People | Well Cost | Well Lateral Length | People-Promotion | Capital Markets | Private Equity Activity
Eclipse Dry Gas Utica Well Pad Flow 10 MMcf/d ; Management Changes
Eclipse Resources announced two organizational changes to the senior management team which it has implemented as part of its plan to accelerate its growth.
People/Promotion
These organizational changes have taken effect as of January 1, 2017.
Tom Liberatore, Executive Vice President and Chief Operating Officer, has assumed the new role as Executive Vice President, Corporate Development and Geosciences.
In his new role , Mr. Liberatore will be spearheading the Company's business development, including acquisition and divestiture efforts, as the Company looks to capitalize on opportunities during the cyclical downturn in the energy sector, as well as continuing to overseeing the Company's reservoir engineering, geology and petro physical departments.

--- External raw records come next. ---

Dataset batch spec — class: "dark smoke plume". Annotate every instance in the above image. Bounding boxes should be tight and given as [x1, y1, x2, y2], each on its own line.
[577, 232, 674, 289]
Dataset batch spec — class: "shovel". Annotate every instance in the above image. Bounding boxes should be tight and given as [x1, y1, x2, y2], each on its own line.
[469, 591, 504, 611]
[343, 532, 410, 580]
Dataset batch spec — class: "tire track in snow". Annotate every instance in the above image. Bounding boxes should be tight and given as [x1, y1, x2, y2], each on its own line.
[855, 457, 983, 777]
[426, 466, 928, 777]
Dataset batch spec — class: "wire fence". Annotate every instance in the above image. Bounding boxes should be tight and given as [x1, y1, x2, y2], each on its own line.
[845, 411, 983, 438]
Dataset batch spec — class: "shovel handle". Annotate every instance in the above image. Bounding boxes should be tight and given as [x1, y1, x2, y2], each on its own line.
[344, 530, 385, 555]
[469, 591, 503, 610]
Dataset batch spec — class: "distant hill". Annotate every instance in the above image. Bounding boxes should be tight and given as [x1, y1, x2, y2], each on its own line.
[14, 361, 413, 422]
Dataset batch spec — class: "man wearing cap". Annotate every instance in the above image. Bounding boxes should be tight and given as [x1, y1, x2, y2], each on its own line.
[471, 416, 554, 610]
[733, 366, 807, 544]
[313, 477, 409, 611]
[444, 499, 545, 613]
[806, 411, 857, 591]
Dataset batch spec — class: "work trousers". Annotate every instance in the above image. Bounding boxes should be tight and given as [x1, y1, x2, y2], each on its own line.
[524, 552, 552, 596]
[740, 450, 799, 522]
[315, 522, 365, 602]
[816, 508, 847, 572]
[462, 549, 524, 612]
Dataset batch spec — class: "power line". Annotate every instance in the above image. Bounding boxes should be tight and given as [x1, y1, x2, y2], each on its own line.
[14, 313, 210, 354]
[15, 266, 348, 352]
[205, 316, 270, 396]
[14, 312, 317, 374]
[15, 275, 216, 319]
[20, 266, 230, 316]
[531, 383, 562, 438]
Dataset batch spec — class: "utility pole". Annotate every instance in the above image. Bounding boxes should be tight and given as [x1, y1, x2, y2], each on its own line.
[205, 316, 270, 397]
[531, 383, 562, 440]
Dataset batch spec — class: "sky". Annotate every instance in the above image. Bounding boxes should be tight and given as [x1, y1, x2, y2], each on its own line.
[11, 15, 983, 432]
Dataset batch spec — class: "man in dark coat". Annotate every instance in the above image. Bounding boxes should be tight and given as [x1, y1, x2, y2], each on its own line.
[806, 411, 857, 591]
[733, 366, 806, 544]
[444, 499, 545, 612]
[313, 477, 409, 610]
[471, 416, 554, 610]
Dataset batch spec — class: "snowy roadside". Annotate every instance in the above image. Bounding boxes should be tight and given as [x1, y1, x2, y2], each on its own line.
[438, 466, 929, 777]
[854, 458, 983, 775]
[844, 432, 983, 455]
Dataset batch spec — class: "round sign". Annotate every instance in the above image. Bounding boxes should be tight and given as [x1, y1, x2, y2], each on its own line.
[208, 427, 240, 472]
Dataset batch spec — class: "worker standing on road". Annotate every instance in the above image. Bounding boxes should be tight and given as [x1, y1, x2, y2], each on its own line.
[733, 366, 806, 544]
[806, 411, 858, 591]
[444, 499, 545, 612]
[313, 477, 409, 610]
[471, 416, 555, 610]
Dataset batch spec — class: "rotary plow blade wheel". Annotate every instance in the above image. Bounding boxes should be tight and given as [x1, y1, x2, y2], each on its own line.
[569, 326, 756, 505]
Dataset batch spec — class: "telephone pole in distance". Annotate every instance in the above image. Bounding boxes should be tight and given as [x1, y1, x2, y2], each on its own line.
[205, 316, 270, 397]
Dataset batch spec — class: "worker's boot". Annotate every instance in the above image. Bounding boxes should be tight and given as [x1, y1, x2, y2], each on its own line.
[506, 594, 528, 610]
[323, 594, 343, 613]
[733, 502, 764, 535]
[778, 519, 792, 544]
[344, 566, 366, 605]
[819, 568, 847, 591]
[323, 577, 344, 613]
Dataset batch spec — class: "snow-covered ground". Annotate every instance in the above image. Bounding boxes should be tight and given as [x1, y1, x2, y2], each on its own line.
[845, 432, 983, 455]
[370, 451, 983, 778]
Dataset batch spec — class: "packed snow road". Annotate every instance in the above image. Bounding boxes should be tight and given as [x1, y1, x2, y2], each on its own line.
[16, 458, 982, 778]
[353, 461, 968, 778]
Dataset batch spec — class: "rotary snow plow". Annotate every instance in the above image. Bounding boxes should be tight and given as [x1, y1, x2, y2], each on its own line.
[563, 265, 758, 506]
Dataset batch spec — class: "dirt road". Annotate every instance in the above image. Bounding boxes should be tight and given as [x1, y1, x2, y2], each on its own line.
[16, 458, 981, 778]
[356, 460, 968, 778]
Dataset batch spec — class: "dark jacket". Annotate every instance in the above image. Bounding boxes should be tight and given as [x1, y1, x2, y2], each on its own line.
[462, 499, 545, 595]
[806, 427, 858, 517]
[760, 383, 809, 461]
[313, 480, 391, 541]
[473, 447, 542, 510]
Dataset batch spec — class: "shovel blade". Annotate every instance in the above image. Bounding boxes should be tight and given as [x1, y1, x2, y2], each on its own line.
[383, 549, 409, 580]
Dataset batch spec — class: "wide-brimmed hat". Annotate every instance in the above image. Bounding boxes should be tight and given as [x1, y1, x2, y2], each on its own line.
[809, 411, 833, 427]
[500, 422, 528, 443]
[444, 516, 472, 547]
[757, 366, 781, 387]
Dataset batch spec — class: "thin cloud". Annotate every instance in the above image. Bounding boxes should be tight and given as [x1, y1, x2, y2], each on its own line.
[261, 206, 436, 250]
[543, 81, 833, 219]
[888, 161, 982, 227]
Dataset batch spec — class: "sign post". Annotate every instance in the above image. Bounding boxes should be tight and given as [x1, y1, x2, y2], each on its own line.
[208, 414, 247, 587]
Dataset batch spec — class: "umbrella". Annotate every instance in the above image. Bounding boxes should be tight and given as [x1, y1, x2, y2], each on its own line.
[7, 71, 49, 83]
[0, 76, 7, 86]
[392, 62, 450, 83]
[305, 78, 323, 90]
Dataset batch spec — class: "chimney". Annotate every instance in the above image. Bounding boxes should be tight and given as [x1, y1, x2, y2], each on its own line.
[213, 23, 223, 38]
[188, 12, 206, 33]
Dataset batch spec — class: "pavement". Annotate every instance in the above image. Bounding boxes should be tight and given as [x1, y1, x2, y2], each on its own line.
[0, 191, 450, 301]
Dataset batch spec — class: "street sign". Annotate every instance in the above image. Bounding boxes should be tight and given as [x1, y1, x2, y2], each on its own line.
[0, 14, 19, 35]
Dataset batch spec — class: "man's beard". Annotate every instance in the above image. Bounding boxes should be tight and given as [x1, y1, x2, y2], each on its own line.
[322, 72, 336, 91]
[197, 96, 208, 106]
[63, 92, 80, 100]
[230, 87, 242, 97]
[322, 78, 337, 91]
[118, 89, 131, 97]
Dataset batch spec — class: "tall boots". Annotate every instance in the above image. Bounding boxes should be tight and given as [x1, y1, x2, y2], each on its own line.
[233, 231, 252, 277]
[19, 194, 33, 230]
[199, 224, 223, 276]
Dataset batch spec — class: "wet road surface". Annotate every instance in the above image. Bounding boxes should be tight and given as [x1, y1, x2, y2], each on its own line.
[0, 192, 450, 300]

Oleg Tolmachev, Senior Vice President of Drilling and Completions has been appointed Executive Vice President and Chief Operating Officer. Mr. Tolmachev has assumed the full time responsibility over the Company's operations of the Utica and Marcellus shale properties while maintaining continued oversight of the Company's drilling and completion operations.
Commenting on the management changes and operational activity, Benjamin W. Hulburt, Eclipse Resources Chairman, President and CEO, said the following, "As we move into the coming year, we are planning to accelerate our growth, both through the drill bit and through accretive acquisition opportunities as they arise
Well Results
In addition, the Company has recently turned to sales all five wells on the Company's "Holiday" pad, located on the Company's Utica Shale dry gas window acreage in eastern Monroe County, Ohio. These wells are the first Utica Shale dry gas wells to utilize the Company's "Gen-3" completion design which has shown very promising results in all wells Eclipse has completed to date using this new design.
"The Company's Holiday pad, which contains 5 gross (5 net) wells with an average lateral length of approximately 10,700 feet, has recently turned to sales using the Company's pressure management production method at approximately 20 MMcf per day per well with starting pressures of approximately 7,500 pounds.
These wells are the first dry gas wells in the Company's portfolio to utilize the Gen-3 completion design and were completed with average stage spacing of 180 feet and proppant loading ranging from 2,600 to 3,000 pounds per foot.
Due to our operational efficiency, we estimate we drilled and completed these wells at an average total well cost of approximately $1019 per lateral foot which is in line with our 'type well' cost estimates that assume 50% less proppant.
Although still very early in the life of these exciting wells, they appear to be exhibiting the same positive results we've seen in the Gen-3 wells we've completed in the condensate window of our acreage."